Bem à esquerda do espectro político, Oliver Twist garante governar para os miseráveis, ampliando o acesso a programa de inclusão social, o que deixará a classe média da Regional II um tanto descontente. Além disso, seu primeiro escalão seria todo composto por outros órfãos de Dickens.
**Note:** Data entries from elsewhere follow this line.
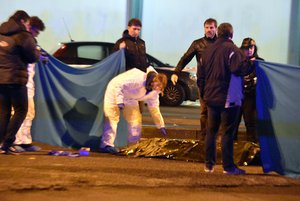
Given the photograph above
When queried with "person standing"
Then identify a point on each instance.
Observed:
(196, 49)
(248, 109)
(122, 94)
(17, 49)
(223, 66)
(23, 140)
(135, 48)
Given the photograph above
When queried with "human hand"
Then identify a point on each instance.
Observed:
(121, 106)
(122, 45)
(163, 131)
(174, 79)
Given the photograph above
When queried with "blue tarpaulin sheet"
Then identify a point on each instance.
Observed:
(69, 109)
(278, 110)
(69, 102)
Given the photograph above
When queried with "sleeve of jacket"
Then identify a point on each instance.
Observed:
(153, 107)
(29, 51)
(201, 78)
(186, 58)
(125, 83)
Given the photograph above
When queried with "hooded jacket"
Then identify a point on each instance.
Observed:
(135, 52)
(17, 50)
(220, 63)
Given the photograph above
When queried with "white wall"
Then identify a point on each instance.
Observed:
(169, 26)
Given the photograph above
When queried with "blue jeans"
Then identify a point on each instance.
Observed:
(11, 95)
(224, 119)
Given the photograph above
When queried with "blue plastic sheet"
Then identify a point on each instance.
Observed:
(69, 102)
(278, 98)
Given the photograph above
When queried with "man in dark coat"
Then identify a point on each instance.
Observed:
(196, 49)
(223, 66)
(17, 50)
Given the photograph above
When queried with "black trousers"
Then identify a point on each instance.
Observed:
(11, 95)
(248, 112)
(224, 119)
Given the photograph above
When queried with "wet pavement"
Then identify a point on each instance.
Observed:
(39, 176)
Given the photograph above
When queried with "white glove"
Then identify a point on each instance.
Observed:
(174, 79)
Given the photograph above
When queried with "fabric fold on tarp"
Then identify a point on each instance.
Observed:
(69, 102)
(278, 111)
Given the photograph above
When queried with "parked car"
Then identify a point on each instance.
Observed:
(88, 53)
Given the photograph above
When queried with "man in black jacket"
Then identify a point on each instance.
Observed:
(196, 49)
(220, 75)
(135, 48)
(17, 50)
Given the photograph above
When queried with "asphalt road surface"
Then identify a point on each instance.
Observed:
(42, 177)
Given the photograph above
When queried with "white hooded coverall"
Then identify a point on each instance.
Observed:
(128, 88)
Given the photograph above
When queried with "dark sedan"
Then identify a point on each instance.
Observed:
(88, 53)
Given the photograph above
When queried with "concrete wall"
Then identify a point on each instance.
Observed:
(169, 26)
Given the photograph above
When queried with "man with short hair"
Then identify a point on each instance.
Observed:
(122, 94)
(220, 75)
(135, 48)
(196, 49)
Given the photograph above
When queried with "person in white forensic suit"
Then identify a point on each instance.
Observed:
(123, 94)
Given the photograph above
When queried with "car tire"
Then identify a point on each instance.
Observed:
(173, 95)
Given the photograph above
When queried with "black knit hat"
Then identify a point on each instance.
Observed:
(247, 42)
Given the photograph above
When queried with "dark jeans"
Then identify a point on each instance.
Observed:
(225, 119)
(248, 112)
(12, 95)
(203, 117)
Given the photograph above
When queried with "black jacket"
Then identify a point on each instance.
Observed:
(135, 52)
(197, 48)
(219, 61)
(17, 50)
(250, 80)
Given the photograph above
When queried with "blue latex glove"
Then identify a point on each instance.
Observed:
(163, 131)
(121, 106)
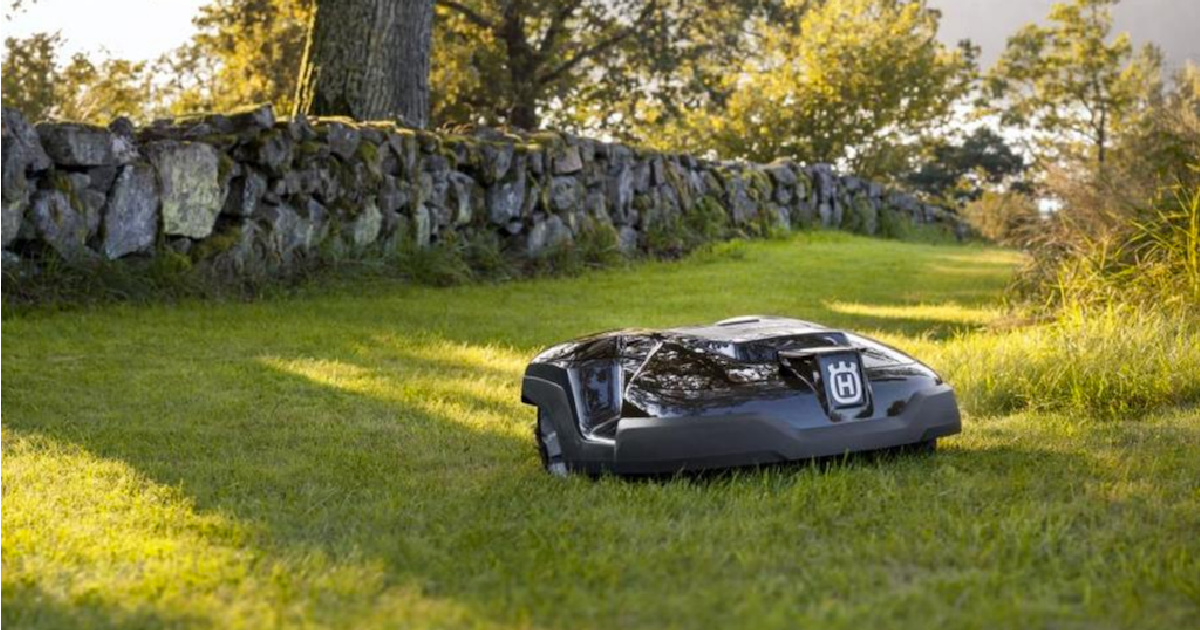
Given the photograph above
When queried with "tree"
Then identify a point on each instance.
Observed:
(369, 59)
(964, 169)
(581, 64)
(82, 90)
(851, 79)
(244, 52)
(30, 75)
(1068, 83)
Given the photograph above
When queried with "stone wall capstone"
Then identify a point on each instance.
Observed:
(252, 191)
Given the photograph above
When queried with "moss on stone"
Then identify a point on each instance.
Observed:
(225, 166)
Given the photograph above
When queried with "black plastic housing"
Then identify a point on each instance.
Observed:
(743, 391)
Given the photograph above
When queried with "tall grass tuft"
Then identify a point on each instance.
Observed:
(1114, 363)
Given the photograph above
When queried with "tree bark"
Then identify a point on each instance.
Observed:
(369, 60)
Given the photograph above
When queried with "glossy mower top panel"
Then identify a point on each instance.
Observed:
(747, 366)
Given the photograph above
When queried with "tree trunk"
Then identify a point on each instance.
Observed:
(523, 66)
(369, 60)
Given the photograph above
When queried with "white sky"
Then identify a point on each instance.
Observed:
(144, 29)
(130, 29)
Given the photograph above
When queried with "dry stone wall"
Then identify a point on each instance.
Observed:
(250, 191)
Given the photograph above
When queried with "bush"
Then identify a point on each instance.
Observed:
(1002, 217)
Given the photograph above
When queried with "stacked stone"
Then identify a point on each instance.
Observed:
(247, 190)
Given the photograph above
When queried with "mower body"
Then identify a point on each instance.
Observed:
(743, 391)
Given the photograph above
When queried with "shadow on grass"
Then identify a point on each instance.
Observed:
(369, 430)
(461, 511)
(29, 606)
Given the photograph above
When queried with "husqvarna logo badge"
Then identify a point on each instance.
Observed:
(845, 384)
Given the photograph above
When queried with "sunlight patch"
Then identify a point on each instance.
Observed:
(479, 400)
(948, 312)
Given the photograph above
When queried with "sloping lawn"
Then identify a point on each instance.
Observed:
(358, 457)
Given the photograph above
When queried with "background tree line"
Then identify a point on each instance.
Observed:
(863, 83)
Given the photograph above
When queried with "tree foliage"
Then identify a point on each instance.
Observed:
(961, 171)
(581, 64)
(96, 91)
(1073, 83)
(851, 79)
(244, 52)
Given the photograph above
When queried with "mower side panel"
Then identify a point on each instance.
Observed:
(549, 393)
(671, 444)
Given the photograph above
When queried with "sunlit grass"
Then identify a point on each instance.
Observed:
(358, 457)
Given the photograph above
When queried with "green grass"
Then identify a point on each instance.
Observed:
(355, 456)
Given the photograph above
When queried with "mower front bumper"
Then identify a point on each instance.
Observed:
(646, 445)
(655, 445)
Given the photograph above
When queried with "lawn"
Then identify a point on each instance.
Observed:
(357, 456)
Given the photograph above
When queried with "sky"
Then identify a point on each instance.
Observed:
(144, 29)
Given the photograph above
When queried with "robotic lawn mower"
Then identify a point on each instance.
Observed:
(743, 391)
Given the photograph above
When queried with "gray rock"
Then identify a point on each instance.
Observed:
(102, 178)
(557, 233)
(394, 196)
(597, 205)
(300, 130)
(568, 162)
(15, 187)
(741, 207)
(423, 226)
(497, 157)
(781, 173)
(64, 227)
(131, 215)
(121, 126)
(565, 193)
(75, 144)
(124, 149)
(621, 192)
(244, 193)
(13, 214)
(365, 227)
(190, 186)
(252, 118)
(627, 240)
(343, 139)
(535, 241)
(403, 147)
(27, 141)
(642, 177)
(273, 151)
(459, 198)
(504, 202)
(286, 232)
(244, 252)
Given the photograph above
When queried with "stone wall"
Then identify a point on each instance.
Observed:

À deriva em pensamentos surreais, imagino um jovem Werther que, abismado com o déficit público, cometeria suicídio nos primeiros dias de mandato. Mil e uma propostas para sobreviver em Fortaleza, este poderia ser o programa de governo de Sherazade. O Pequeno Príncipe, aparentemente ingênuo e pueril, talvez seja na verdade um corrupto, fazendo valer a máxima “O essencial é invisível à prestação de contas”. Caso chegasse à chefia do Executivo, o autocomplacente Leopold Bloom criaria mais um feriado municipal, o Bloomsday, em 16 de junho. Hannibal Lecter promete acabar com o problema da fome em Fortaleza. E, seja lá qual for o resultado das eleições, Emma Bovary implora a nomeação do Doutor Charles, seu marido, como plantonista do IJF, deixando-o pouquíssimo tempo em casa.
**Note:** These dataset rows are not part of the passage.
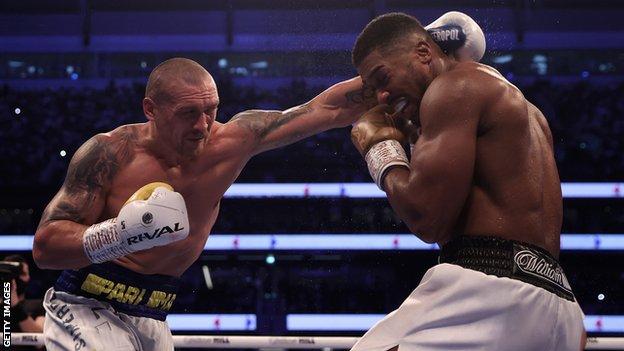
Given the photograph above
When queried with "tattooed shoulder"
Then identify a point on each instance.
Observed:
(90, 172)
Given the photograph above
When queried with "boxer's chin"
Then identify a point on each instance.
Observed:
(193, 147)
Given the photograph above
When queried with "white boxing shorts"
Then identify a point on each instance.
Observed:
(524, 302)
(108, 307)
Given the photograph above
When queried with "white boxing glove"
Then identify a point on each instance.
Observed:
(154, 215)
(458, 35)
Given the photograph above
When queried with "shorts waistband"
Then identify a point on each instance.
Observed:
(508, 258)
(129, 292)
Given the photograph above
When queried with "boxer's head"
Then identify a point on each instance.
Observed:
(24, 278)
(394, 56)
(181, 99)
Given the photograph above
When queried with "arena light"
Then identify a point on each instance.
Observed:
(370, 190)
(348, 242)
(361, 322)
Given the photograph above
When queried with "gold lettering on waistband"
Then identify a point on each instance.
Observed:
(162, 300)
(97, 285)
(140, 298)
(117, 292)
(130, 295)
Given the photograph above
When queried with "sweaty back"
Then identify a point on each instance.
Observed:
(516, 191)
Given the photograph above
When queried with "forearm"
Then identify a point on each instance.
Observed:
(402, 198)
(59, 245)
(350, 99)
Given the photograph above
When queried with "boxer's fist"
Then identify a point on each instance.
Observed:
(458, 35)
(154, 215)
(375, 126)
(378, 138)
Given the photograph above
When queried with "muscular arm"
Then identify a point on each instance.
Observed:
(336, 107)
(430, 196)
(77, 205)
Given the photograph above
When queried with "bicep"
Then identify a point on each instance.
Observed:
(82, 196)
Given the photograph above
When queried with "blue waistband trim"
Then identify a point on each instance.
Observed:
(129, 292)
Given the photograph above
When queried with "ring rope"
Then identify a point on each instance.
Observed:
(290, 342)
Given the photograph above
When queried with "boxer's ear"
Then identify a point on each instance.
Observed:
(422, 51)
(148, 108)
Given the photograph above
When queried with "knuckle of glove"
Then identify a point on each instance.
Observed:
(459, 35)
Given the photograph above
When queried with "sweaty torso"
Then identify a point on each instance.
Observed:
(201, 182)
(516, 192)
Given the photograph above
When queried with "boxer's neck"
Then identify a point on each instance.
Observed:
(161, 148)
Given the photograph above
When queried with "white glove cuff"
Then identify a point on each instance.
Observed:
(382, 156)
(102, 242)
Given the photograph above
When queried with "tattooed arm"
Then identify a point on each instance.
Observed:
(78, 204)
(338, 106)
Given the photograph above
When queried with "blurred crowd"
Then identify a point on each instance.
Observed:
(44, 128)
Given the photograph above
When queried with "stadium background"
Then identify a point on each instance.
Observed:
(73, 68)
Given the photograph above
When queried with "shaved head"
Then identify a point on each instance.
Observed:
(169, 72)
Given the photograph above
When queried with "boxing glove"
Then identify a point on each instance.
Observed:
(154, 215)
(458, 35)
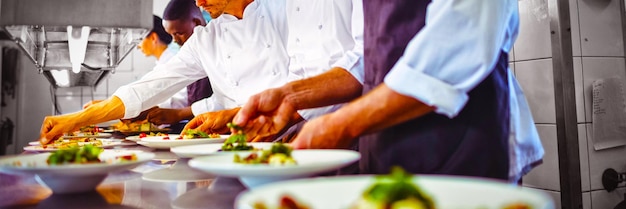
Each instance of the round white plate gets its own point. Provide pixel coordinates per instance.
(70, 178)
(106, 143)
(211, 149)
(179, 172)
(123, 143)
(446, 191)
(160, 143)
(82, 135)
(309, 162)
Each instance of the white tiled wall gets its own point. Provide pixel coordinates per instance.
(598, 52)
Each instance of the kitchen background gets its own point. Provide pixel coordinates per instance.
(597, 49)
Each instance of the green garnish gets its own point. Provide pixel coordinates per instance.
(85, 154)
(395, 187)
(237, 140)
(192, 134)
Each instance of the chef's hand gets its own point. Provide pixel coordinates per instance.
(92, 102)
(212, 122)
(160, 116)
(322, 133)
(54, 127)
(141, 117)
(265, 114)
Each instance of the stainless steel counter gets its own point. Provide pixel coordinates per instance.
(136, 188)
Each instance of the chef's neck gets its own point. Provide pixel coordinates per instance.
(236, 7)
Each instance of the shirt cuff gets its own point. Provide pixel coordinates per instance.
(205, 105)
(309, 114)
(353, 63)
(446, 99)
(132, 104)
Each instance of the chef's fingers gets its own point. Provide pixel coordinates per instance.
(194, 123)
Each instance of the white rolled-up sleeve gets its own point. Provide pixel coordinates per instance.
(161, 83)
(452, 54)
(352, 60)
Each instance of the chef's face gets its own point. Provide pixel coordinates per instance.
(147, 45)
(214, 7)
(180, 29)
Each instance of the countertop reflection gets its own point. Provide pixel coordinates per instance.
(127, 189)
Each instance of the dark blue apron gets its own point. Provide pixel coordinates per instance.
(474, 143)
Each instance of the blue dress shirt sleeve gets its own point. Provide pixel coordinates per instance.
(454, 52)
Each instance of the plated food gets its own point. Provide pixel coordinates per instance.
(278, 154)
(78, 174)
(62, 143)
(198, 150)
(396, 190)
(309, 163)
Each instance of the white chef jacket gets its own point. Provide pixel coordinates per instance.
(240, 57)
(439, 69)
(321, 37)
(178, 100)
Agradando a todas as classes sociais, a Mulher do Médico, aquela que permaneceu enxergando diante da terrível epidemia de cegueira relatada por José Saramago, pode ser a grande surpresa destas eleições. Mantendo-se lúcida em meio à aflição coletiva, ela prestou-se, como servidora empossada pelas circunstâncias, a guiar os cegos pelos dissabores de um mundo autoconfinado. Mas nós não somos cegos, retrucariam os opositores da candidatura, que teriam apenas um constrangedor silêncio como réplica.
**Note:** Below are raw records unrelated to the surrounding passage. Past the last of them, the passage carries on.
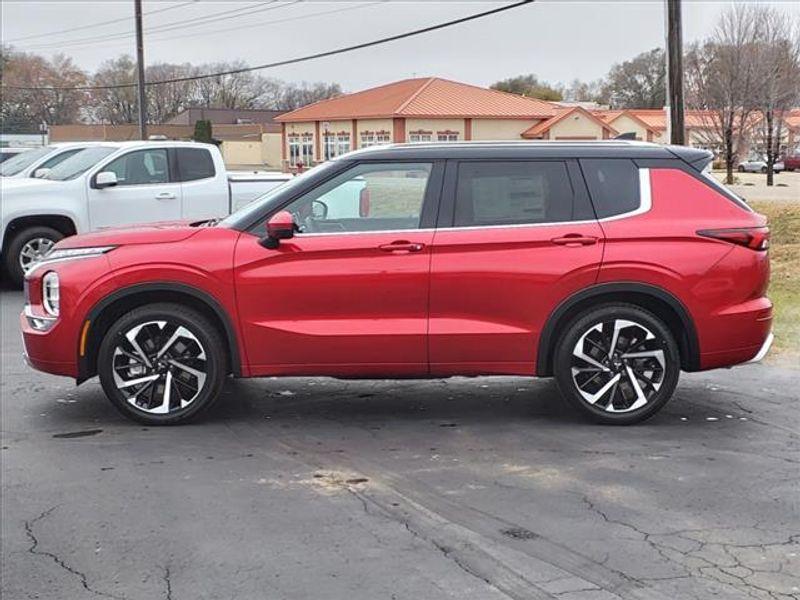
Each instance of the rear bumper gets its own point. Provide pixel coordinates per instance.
(764, 350)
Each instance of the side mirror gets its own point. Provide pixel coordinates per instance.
(279, 227)
(105, 179)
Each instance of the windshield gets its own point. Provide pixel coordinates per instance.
(80, 162)
(243, 216)
(23, 160)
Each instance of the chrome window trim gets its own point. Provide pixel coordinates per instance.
(645, 205)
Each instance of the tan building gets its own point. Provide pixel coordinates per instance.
(411, 110)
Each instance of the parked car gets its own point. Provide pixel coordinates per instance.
(611, 266)
(758, 165)
(8, 153)
(791, 161)
(109, 185)
(38, 161)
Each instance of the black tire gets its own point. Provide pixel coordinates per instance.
(18, 241)
(207, 338)
(623, 396)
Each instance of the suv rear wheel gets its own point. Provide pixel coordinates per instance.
(162, 364)
(617, 363)
(26, 248)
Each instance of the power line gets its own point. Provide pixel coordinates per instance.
(217, 31)
(171, 26)
(289, 61)
(98, 24)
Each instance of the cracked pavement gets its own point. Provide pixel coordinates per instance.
(479, 489)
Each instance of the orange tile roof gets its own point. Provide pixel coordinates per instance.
(609, 116)
(562, 114)
(429, 97)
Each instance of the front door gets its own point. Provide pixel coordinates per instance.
(348, 294)
(145, 192)
(520, 236)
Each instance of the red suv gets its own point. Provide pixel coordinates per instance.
(609, 265)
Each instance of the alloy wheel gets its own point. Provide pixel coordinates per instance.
(33, 251)
(159, 367)
(618, 365)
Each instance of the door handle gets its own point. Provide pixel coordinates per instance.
(401, 247)
(573, 240)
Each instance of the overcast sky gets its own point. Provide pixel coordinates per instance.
(558, 40)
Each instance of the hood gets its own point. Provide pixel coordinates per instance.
(152, 233)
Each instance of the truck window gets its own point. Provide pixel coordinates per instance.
(513, 193)
(194, 163)
(141, 167)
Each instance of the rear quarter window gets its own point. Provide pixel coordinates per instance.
(194, 163)
(613, 185)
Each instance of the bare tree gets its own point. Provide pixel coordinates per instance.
(637, 83)
(721, 79)
(24, 110)
(778, 55)
(167, 100)
(115, 106)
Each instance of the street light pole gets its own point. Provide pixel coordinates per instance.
(675, 72)
(140, 71)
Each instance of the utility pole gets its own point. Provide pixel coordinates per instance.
(675, 73)
(140, 71)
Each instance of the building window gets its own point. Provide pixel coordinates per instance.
(419, 136)
(446, 136)
(307, 148)
(374, 138)
(336, 144)
(294, 148)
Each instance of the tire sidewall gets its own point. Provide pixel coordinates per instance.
(12, 266)
(205, 332)
(578, 326)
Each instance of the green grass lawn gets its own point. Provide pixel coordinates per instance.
(784, 288)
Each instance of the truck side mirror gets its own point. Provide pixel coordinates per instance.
(105, 179)
(279, 227)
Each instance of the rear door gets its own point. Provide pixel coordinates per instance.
(515, 238)
(145, 191)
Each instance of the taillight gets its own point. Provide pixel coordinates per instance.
(755, 238)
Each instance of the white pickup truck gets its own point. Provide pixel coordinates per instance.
(116, 184)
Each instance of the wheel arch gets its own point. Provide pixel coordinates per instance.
(655, 299)
(110, 308)
(61, 223)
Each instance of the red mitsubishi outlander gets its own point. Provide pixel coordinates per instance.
(611, 266)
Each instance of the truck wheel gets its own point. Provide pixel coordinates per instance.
(617, 364)
(162, 364)
(26, 248)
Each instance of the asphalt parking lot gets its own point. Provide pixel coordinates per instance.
(464, 488)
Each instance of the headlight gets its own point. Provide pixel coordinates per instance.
(50, 293)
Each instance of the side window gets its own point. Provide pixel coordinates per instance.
(613, 184)
(194, 163)
(57, 160)
(513, 193)
(368, 197)
(141, 167)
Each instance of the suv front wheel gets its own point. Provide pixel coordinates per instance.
(617, 363)
(162, 364)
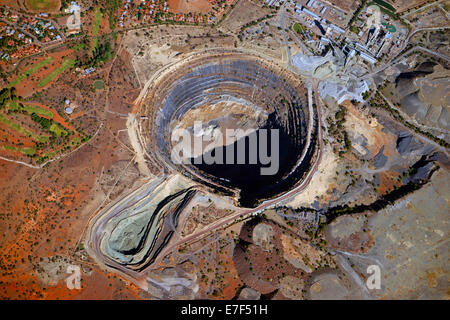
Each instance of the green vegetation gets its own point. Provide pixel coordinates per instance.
(7, 95)
(42, 5)
(96, 28)
(385, 8)
(384, 4)
(79, 47)
(111, 7)
(102, 53)
(30, 71)
(337, 130)
(67, 63)
(17, 127)
(19, 107)
(57, 130)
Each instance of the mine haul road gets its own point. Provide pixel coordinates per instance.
(94, 239)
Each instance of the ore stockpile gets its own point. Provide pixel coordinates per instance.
(240, 77)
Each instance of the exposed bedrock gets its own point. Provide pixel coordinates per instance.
(231, 91)
(137, 228)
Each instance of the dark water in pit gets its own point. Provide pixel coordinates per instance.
(253, 186)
Chegamos ao fim do conclave fictício com a condenação a candidato do desavisado Joseph K., o bancário que, em O Processo, é acusado de cometer um crime a ele desconhecido. O personagem talvez expressasse o mesmo assombro ao ser avisado de que foi repentinamente declarado, por ampla maioria democrática, prefeito da cidade, sem nem mesmo saber que estava concorrendo. A democracia tem dessas arbitrariedades.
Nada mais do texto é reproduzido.